Here, Foothill Ranch would be liable for any unlawful barriers and obstructions encountered by Rush at Babies “R” Us, and the facts and applicable law are common to both defendants. Accordingly, Foothill Ranch and Babies “R” Us were properly joined under Rule 20. Moreover, after Rush settled with Babies “R” Us, she retained viable claims against Foothill Ranch. We reverse, therefore, the district court's dismissal of Foothill Ranch because it was properly joined under Rule 20.

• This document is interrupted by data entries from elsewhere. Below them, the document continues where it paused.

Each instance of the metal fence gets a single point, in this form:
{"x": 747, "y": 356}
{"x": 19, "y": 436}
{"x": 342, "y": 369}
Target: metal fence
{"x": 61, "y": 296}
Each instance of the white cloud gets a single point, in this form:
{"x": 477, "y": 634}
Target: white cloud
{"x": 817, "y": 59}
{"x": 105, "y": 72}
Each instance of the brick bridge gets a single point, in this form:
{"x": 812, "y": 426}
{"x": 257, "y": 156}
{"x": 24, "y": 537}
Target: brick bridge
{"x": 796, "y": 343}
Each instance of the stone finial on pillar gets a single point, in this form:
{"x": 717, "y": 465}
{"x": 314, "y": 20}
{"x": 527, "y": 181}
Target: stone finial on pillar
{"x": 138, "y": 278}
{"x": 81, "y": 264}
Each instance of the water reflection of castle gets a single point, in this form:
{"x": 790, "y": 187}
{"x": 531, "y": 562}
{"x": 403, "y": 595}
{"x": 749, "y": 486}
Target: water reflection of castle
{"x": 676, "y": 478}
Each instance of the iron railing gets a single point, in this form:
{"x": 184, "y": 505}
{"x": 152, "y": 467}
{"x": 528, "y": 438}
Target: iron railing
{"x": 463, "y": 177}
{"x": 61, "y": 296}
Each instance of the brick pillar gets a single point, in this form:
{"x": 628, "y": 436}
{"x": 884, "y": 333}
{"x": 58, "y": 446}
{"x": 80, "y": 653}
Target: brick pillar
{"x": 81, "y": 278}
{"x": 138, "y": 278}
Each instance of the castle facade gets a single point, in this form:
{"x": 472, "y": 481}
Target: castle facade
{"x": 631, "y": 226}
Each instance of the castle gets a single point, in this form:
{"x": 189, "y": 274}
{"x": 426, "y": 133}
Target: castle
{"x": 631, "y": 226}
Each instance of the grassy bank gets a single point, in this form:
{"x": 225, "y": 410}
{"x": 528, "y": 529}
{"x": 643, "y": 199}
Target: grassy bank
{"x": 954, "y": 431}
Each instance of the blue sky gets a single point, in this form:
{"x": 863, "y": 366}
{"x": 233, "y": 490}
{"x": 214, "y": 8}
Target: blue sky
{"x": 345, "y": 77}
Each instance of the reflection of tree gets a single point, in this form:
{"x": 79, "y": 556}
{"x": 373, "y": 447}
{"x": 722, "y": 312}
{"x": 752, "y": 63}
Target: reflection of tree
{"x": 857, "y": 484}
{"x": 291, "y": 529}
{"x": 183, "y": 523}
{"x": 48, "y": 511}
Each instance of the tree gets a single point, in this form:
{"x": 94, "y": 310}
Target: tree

As for Sport Chalet and Petsmart, the district court may have been correct in holding that they were misjoined. Rush's injuries at each are distinct and independent from one another, and she has not alleged any legal relationship between them. The district court abused its discretion, however, by dismissing rather than severing Rush's complaint against Sport Chalet and Petsmart without evaluating the prejudice to Rush. Many of our fellow circuits have held that district courts who dismiss rather than sever must conduct a prejudice analysis, including “loss of otherwise timely claims if new suits are blocked by statutes of limitations.” DirecTV, Inc. v. Leto, 467 F.3d 842, 846–47 (3d Cir.2006); see also Elmore v. Henderson, 227 F.3d 1009, 1011–13 (7th Cir.2000) (“The judge could and should have allowed [plaintiff's] claims against [a co-defendant] to continue as a separate suit so that it would not be time-barred.”). We adopt that rule as well. Here, because the district court below conducted no such analysis, we vacate and remand. The judge should reevaluate whether allowing two severed complaints to remain against Sport Chalet and Petsmart, each with Foothill Ranch as a named co-defendant, is necessary to avoid prejudice to Rush.
REVERSED and REMANDED with instructions.
1. Rush's appeal is unopposed. Only Foothill Ranch filed a brief for the limited purpose of contesting various factual allegations made by Rush. Foothill Ranch took no formal position on the legal issues in the case.